I am answering just for the sake of answering your questions.
What
hubert depesz lubaczewski suggested had fixed the problem i had.I have other queries that need event_id to be the clustered index
Veh_id is spread all over the table. (for veh_id 3 there are no records)
Due to the spread of records all over the table the second plan that scans the whole table to get enough records takes ages.
A planner should probably predict this (the fragmentation of veh_id) and mostly consider the second solution.
Maybe it does that..who knows...all I know is my problem is fixed with the second two field index.
Thank you for your effort to help.
On Thu, Jan 27, 2011 at 8:14 PM, Alban Hertroys
<dalroi@solfertje.student.utwente.nl> wrote:
On 27 Jan 2011, at 15:04, Michael Kemanetzis wrote:
> Hello, I'm experiencing a strange behavior running a simple select query on a table that has about 12 million rows. Specifically, changing the "LIMIT" value seems to change the execution plan but the result in one of the cases is unjustifiably slow, as if it ignores all indexes.
>
> The table structure, the queries used and the results are here:
http://pastebin.com/fn36BuKs >
> Is there anything I can do to improve the speed of this query?

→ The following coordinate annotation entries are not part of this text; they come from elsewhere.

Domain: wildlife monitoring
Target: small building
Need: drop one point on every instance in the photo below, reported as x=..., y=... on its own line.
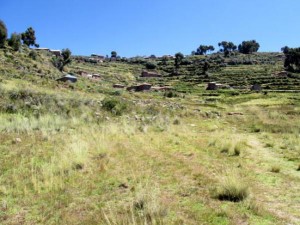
x=68, y=77
x=281, y=74
x=256, y=87
x=216, y=86
x=96, y=76
x=97, y=56
x=149, y=74
x=141, y=87
x=42, y=49
x=55, y=52
x=162, y=88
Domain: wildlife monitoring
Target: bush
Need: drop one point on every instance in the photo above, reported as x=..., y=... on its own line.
x=114, y=106
x=170, y=94
x=3, y=33
x=275, y=169
x=15, y=41
x=33, y=55
x=150, y=65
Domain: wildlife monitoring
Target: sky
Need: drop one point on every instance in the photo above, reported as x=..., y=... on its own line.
x=159, y=27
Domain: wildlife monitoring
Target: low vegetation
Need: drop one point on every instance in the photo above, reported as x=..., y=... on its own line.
x=86, y=153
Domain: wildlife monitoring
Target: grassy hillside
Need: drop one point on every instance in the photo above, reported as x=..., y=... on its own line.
x=85, y=153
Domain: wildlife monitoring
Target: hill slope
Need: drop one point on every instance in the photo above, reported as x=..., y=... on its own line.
x=85, y=153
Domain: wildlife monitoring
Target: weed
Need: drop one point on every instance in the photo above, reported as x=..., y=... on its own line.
x=275, y=169
x=231, y=189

What does explain analyse say about query B?
According to the query plan there are about 30k rows with veh_id = 3. From the amount of disk I/O you describe it would appear that the rows corresponding to that ID are all over the place. I expect that clustering that table on the veh_id index will help in that case.
It does seem a bit strange that the planner is choosing an index scan for 30k records, I'd expect a sequential scan to be more efficient. That seems to be another indication that your records are very fragmented with regards to the veh_id.
That, or you are running out of memory (the setting to look at is work_mem I think). Did you change any settings from the defaults?
BTW, 12M records isn't considered a large table by many Postgres users. It's certainly not small though, I suppose "average" fits the bill.
Alban Hertroys
--
If you can't see the forest for the trees,
cut the trees and you'll see there is no forest.